/XMC_HTC

Primary LanguagePython

XML models

CascadeXML

CascadeXML requires five input files to run:

  • train_raw_texts.txt - This file contains all the texts used for training. Texts are seperated by a newline character.
  • test_raw_texts.txt - This file contains all the texts used for testing. Texts are seperated by a newline character.
  • Y.trn.txt - This file contains all the labels used for training. Each line contains a set of numbers. These are the numbers of the labels, which are relevant for the text, situated in the same line in the train_raw_texts file.
  • Y.tst.txt - This file contains all the labels used for testing. Each line contains a set of numbers. These are the numbers of the labels, which are relevant for the text, situated in the same line in the test_raw_texts file.
  • train.txt - An additional input file used for clustering. For each data point, it contains the numbers of all relevant labels, followed by TFIDF feature representations of the input text.

For datasets from the world of XML, the first four files can be downloaded from here. The train.txt file can be downloaded from The Extreme Classification Repository, by selecting the "BOW Features" mirror for the desired dataset. The source code and installation instructions can be obtained from the original git repository.

The NYT, RCV1-V2 and WoS datasets, must be downloaded and parsed into the format described above to obtain the first four files. The train.txt files for each dataset can be dowloaded from here. Note that the dimensions of the dataset must fit the dimension of the train.txt file. We used the following versions: NYT: 29179 training datapoints, RCV1: 23149 training datapoints, WOS: 37588 training datapoints.

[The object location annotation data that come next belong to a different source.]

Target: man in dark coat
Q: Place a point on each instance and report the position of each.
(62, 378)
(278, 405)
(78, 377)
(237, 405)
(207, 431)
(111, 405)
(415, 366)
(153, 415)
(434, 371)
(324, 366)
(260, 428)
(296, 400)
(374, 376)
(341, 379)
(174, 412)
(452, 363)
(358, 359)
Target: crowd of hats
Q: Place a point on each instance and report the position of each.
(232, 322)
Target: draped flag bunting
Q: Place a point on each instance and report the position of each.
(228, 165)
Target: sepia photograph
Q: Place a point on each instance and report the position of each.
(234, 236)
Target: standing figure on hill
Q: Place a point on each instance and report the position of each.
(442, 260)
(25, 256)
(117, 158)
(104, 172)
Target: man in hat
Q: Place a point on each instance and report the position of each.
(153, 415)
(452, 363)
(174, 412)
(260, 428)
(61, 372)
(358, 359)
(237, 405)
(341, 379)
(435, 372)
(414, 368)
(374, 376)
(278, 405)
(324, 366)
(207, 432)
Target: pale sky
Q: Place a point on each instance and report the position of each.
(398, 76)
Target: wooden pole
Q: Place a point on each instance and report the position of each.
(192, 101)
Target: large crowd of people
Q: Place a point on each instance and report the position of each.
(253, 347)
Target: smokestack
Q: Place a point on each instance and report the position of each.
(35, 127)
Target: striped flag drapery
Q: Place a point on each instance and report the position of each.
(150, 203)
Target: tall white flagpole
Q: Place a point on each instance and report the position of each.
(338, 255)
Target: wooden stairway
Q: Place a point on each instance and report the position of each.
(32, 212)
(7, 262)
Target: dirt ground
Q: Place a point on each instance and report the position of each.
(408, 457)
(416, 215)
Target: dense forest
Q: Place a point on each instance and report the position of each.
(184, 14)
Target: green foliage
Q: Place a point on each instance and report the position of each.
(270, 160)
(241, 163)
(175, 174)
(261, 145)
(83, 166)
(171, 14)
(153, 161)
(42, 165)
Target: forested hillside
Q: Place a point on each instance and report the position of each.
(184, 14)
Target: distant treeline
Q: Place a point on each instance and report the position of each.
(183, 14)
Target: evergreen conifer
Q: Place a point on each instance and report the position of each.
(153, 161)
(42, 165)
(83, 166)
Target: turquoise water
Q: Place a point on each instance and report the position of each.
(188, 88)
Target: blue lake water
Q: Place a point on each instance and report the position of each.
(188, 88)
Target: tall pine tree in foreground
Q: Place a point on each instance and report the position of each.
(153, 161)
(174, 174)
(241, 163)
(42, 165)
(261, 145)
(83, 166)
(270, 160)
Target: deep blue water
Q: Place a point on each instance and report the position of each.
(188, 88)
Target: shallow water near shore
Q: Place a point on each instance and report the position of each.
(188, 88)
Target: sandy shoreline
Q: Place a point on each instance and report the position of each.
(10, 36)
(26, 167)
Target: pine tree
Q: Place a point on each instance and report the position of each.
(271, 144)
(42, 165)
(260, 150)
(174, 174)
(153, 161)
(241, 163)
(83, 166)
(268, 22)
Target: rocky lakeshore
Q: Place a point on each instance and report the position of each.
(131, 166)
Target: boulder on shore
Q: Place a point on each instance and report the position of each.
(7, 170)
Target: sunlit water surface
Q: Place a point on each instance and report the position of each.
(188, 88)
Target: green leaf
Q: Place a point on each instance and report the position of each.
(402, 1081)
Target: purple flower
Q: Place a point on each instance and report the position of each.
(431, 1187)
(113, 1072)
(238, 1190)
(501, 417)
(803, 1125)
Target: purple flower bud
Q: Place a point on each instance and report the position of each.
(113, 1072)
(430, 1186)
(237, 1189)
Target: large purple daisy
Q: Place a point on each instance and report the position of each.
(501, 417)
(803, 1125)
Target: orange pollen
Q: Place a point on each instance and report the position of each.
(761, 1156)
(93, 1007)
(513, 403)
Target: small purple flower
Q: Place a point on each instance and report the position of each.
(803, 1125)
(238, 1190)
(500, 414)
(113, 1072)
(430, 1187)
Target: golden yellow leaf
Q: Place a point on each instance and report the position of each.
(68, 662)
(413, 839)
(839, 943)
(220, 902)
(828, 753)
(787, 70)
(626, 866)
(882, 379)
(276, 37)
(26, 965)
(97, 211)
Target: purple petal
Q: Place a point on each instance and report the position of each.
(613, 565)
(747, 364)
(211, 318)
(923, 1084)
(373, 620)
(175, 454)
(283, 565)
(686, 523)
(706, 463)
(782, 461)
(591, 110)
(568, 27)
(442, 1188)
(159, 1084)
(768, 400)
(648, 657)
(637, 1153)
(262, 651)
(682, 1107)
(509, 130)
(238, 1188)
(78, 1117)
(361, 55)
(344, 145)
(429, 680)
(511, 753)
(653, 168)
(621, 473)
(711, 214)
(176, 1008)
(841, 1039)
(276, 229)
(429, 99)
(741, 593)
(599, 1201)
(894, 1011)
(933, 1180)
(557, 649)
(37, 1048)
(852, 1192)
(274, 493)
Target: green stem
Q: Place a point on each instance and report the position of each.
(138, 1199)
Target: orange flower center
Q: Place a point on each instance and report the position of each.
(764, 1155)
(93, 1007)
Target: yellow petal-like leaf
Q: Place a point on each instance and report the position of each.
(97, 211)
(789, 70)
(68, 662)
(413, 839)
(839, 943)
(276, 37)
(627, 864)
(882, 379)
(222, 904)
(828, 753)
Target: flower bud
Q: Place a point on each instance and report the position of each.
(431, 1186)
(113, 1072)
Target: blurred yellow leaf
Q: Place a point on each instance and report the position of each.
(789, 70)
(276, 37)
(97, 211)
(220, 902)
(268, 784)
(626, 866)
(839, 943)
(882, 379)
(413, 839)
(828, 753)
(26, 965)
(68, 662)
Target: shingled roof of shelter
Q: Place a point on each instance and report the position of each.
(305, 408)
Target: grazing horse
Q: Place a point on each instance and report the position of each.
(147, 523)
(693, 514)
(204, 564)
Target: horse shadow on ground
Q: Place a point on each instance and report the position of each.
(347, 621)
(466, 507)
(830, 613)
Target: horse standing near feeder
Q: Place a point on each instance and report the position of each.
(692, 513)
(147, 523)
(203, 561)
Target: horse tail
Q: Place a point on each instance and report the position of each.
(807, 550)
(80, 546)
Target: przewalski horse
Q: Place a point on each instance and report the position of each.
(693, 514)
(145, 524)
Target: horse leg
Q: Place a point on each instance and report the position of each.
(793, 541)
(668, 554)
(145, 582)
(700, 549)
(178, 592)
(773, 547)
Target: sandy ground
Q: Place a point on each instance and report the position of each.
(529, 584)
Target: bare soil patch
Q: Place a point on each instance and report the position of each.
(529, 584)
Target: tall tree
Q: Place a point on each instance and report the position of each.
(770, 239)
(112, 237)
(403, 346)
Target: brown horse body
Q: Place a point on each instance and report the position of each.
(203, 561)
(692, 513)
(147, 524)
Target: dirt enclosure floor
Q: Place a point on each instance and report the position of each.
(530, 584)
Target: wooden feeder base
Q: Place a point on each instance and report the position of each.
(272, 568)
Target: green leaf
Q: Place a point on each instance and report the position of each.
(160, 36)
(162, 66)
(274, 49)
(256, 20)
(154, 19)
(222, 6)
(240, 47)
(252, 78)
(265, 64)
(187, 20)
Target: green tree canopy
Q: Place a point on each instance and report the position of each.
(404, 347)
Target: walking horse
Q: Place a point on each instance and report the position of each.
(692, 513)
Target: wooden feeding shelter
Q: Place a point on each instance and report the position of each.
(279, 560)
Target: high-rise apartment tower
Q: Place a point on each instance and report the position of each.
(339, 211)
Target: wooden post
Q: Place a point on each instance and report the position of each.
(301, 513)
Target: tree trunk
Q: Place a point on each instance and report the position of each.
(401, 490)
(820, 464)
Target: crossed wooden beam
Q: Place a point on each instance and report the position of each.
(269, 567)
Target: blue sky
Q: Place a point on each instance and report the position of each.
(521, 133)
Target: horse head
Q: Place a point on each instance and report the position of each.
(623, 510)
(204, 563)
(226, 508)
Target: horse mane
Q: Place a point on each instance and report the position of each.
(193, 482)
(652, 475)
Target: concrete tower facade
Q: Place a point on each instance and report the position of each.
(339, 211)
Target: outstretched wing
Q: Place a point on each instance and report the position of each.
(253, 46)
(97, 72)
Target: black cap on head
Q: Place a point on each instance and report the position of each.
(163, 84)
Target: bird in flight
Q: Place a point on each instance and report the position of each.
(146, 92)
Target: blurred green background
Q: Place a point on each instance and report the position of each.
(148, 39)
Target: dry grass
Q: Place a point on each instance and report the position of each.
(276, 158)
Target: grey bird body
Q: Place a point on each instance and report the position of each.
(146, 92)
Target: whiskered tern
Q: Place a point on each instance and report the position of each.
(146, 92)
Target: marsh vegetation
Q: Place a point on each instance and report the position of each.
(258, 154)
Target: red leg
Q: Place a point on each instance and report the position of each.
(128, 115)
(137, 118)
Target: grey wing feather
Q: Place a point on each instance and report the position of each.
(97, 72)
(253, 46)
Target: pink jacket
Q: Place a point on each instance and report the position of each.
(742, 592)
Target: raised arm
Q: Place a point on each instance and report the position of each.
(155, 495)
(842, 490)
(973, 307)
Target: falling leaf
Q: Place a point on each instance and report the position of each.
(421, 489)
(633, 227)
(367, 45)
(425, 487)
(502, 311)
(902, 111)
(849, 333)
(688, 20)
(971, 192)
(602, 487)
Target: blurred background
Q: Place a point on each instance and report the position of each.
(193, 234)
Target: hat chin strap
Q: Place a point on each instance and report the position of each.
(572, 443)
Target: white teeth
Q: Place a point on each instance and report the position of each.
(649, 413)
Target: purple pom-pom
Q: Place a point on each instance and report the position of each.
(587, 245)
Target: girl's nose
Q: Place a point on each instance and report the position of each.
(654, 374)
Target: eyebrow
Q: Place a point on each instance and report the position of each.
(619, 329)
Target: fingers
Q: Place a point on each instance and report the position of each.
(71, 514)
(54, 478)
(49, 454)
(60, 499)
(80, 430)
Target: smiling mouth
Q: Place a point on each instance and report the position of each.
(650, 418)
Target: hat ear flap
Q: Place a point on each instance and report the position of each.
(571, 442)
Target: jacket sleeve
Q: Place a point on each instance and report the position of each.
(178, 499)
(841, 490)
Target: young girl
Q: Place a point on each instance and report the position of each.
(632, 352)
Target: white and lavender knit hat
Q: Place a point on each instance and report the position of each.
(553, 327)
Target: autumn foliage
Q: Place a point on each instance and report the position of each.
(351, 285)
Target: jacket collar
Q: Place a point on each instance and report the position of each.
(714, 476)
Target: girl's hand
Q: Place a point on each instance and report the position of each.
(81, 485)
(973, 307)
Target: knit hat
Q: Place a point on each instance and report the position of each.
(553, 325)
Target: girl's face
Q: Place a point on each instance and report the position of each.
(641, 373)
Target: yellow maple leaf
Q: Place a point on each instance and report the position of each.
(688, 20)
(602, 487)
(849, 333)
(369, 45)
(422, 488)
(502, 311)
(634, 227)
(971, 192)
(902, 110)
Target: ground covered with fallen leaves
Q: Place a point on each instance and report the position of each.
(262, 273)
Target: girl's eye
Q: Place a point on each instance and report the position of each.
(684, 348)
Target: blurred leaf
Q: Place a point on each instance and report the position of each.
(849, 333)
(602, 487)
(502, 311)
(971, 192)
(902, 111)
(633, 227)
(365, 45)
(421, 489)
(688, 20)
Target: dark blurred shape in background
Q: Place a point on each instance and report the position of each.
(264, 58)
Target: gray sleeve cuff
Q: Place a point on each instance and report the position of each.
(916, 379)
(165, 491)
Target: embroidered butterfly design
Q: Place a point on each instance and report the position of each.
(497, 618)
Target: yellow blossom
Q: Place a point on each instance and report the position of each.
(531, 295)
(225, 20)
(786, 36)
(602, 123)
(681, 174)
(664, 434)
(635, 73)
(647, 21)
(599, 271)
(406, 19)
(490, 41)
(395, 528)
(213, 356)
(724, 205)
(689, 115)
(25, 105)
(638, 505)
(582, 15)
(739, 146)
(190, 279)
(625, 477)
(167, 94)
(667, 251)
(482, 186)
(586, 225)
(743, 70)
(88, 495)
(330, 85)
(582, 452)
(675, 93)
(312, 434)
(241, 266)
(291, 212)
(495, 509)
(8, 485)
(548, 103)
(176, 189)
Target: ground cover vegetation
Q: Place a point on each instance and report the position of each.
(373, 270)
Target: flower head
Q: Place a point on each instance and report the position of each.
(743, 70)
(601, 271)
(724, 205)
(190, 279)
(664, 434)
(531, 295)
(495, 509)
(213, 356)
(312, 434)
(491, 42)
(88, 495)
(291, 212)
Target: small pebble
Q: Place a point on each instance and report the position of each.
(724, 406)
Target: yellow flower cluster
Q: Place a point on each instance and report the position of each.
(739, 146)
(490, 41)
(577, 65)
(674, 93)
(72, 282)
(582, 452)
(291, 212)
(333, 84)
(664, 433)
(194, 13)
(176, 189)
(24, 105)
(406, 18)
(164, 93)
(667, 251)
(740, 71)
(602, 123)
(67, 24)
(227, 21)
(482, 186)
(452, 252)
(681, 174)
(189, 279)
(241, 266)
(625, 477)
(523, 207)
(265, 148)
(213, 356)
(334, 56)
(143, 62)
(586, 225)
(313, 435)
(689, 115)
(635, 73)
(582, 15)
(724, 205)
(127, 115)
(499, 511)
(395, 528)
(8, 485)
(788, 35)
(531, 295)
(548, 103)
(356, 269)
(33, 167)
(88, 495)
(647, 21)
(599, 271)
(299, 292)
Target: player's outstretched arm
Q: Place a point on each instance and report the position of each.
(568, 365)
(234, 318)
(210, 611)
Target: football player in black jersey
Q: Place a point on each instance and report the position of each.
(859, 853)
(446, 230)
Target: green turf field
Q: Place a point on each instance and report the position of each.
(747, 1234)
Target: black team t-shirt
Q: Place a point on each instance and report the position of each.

Alternatively, for custom datasets, these train.txt files can be created manually by untilising the scripts in the CascadeXML/preprocessing folder. To do this, donwload the folder, place the train_raw_texts.txt file and Y.trn.txt files for your dataset in the same folder and then run the xml_prepocessor.py file. This should create 2 more files named text_preprocessed.txt and vocab.txt. When these are created, run the vectorizer.py file. This should then create the train.txt file for your dataset. Note that the vectorizer.py script may take several hours to terminate.

XR-Transformer

XR-Transformer requires six input files:

  • X.trn.txt - This file contains the texts used for training. Texts are seperated by a newline character.
  • X.trn.npz - This file is a CSR npz or Row-majored npy file and contains the training feature matrix with shape N x d (N: number of training intances, d: number of feauture dimensions).
  • Y.trn.npz - This file is a CSR npz file with the training label matrix containing the ground truth label assignment for the training. Shape: N x L (L: number of labels in label space).
  • X.tst.txt - This file contains the texts used for testing/prediction. Texts are seperated by a newline character.
  • X.tst.npz - This file is a CSR npz or Row-majored npy file containing the testing feature matrix with shape N x d.
  • Y.tst.npz - This file is a CSR npz files of the testing label matrix containing the ground truth label assignment for the test data. Shape N x L.

The datasets from the XML world are provided by the authors of XR-Transformer and can be downloaded here.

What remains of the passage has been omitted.